Opinion
30101.
SUBMITTED JULY 7, 1975.
DECIDED SEPTEMBER 12, 1975.
Armed robbery, etc. Coweta Superior Court. Before Judge Knight.
William E. Anderson, for appellant.
Eldridge W. Fleming, District Attorney, Arthur K. Bolton, Attorney General, Lois F. Oakley, Assistant Attorney General, for appellee.
Willie Howard Cunningham was indicted, tried and convicted by a jury, along with two other defendants, for armed robbery and simple assault arising from the robbery and shooting of the proprietor of the Oaks Motel in Newnan. The sole ground for appeal is the denial of defendant's motion for a directed verdict because the evidence was not sufficient to prove the appellant guilty beyond a reasonable doubt. See Code Ann. § 27-1802 (a); Merino v. State, 230 Ga. 604 ( 198 S.E.2d 311); Code Ann. § 38-109; Davis v. State, 13 Ga. App. 142 ( 78 S.E. 866).
At trial the motel proprietor testified to seeing Cunningham's co-defendant, Hardwick Cain in the motel's restaurant having a cup of coffee while two others waited outside in a wine colored automobile. A little over an hour later, Cain, along with Cunningham, entered the motel office and inquired about a room; Cunningham also asked for a beer. When the owner returned with the beer, Cain pointed a pistol at him and said, "We don't want no room, we want some money ..." In an ensuing scuffle the 75-year-old motel owner was shot in the stomach, but the proprietor was able to notify the police, who stopped the car with the three defendants in it only six minutes later. In the car were found the pistol used to shoot the victim and the victim's own .38 caliber pistol, as well as a sawed-off shotgun. In addition, rolled coins from the motel were discovered in the console next to the defendant, who was driving. The third defendant, Willie James Bettie, admitted that he saw Cain come out of the motel carrying a plastic money tray, which was also found in the car.
The defendant claims that he was present with Cain and Bettie at the Oaks Motel, but that they had not arrived earlier for coffee as the proprietor had testified. According to the defendant after he acquired the beer he had gone out to the car where he sat with Bettie in the rain with the radio playing and did not know that Cain had robbed and shot the motel owner. Nor did he suspect so, despite the coins, guns and tray, as they left the Oaks Motel and headed back to Atlanta.
The only direct evidence of the defendant's participation in the crime is the victim's testimony at trial that he was aware of the defendant walking back and forth and in and out of the office during the robbery. However, the defense offered as impeaching evidence, the proprietor's testimony at the preliminary hearing where he stated that when Cain pulled the gun on him they were alone in the office and that the defendant had already walked out.
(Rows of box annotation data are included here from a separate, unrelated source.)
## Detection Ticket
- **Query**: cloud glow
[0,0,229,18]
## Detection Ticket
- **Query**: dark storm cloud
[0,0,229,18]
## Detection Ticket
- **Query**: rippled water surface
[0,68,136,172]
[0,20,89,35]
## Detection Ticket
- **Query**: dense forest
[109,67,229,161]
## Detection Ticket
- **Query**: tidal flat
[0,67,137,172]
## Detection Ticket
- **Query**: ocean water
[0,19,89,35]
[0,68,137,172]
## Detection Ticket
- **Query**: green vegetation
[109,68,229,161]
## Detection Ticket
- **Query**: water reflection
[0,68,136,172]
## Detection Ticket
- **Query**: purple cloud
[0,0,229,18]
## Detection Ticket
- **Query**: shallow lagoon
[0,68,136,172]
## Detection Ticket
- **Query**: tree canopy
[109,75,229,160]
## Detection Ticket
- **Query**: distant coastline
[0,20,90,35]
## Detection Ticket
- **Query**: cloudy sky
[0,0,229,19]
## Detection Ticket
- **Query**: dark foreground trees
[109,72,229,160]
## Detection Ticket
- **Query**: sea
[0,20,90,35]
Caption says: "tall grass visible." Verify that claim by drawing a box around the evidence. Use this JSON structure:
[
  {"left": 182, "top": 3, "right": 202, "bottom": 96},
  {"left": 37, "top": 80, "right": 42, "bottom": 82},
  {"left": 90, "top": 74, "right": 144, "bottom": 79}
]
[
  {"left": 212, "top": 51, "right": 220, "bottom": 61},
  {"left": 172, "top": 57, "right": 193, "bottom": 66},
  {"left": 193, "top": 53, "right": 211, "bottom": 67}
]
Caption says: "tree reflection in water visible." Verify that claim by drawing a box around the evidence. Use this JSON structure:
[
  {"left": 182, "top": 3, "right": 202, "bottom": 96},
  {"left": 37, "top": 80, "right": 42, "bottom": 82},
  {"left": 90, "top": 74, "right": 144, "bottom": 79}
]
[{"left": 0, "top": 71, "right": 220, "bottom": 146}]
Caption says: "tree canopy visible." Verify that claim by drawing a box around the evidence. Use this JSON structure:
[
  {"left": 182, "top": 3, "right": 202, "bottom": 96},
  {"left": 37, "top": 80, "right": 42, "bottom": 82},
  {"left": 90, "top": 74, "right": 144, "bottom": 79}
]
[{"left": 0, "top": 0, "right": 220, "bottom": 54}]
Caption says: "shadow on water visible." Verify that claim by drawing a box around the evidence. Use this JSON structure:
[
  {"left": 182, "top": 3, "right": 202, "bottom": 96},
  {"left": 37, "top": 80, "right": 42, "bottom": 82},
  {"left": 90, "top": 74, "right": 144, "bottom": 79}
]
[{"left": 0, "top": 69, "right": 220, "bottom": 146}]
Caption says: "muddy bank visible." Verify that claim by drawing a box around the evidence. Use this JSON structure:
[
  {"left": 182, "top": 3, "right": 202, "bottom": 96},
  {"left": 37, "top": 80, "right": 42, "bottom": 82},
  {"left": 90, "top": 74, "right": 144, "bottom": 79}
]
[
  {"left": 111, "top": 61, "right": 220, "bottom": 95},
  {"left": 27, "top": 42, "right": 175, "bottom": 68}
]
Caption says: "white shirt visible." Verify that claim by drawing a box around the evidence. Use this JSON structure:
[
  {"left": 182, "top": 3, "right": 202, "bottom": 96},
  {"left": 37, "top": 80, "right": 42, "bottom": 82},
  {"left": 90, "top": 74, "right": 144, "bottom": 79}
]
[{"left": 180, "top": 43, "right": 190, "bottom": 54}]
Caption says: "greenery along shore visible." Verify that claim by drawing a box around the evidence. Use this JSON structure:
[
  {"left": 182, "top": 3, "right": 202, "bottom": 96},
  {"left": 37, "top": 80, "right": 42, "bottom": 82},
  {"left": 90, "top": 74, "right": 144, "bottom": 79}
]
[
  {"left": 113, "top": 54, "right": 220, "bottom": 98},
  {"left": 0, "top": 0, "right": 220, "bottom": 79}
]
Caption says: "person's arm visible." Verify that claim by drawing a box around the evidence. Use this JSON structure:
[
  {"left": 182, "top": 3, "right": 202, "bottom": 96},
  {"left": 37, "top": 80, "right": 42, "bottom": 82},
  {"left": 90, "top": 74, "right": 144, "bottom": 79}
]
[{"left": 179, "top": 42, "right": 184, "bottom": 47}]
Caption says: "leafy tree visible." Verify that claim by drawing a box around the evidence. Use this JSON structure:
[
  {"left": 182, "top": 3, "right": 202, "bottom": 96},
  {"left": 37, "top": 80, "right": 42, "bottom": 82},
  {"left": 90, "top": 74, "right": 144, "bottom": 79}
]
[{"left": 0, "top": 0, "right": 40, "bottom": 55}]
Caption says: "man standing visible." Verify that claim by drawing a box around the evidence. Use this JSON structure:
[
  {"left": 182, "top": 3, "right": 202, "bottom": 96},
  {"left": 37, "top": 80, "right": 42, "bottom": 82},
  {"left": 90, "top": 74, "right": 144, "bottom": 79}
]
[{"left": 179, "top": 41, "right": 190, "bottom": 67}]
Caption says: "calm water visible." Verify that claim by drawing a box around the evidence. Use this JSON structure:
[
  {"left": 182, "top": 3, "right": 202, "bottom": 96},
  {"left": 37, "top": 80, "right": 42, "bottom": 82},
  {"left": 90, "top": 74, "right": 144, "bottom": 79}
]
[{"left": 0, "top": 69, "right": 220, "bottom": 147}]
He also had testified at that time that he did not know if anyone came back into the office because he was "knocked unconscious and couldn't see." The third co-defendant corroborated appellant Cunningham's testimony that they both were in the car during the incident.
It was the duty of the jury to weigh this evidence. Since it found that the defendant was guilty, its verdict must be honored as long as there is any evidence to support it. Jones v. State, 17 Ga. App. 479 ( 87 S.E. 688). We find that the direct and circumstantial evidence, taken together, is sufficient to satisfy the requirements of Code Ann. § 26-801, that the defendant did intentionally aid and abet Cain in planning and carrying out the robbery and assault, and that, therefore, he was concerned in, and may be convicted of, the commission of the crime. See Merino v. State, 230 Ga. 604, supra. Lundy v. State, 130 Ga. App. 171 ( 202 S.E.2d 536); Cummings v. State, 127 Ga. App. 695 ( 194 S.E.2d 629); Smith v. State, 56 Ga. App. 384 ( 192 S.E. 647); Parris v. State, 17 Ga. App. 478 ( 87 S.E. 707). Thus, the court did not err in denying defendant's motion for a directed verdict.
Judgment affirmed. All the Justices concur.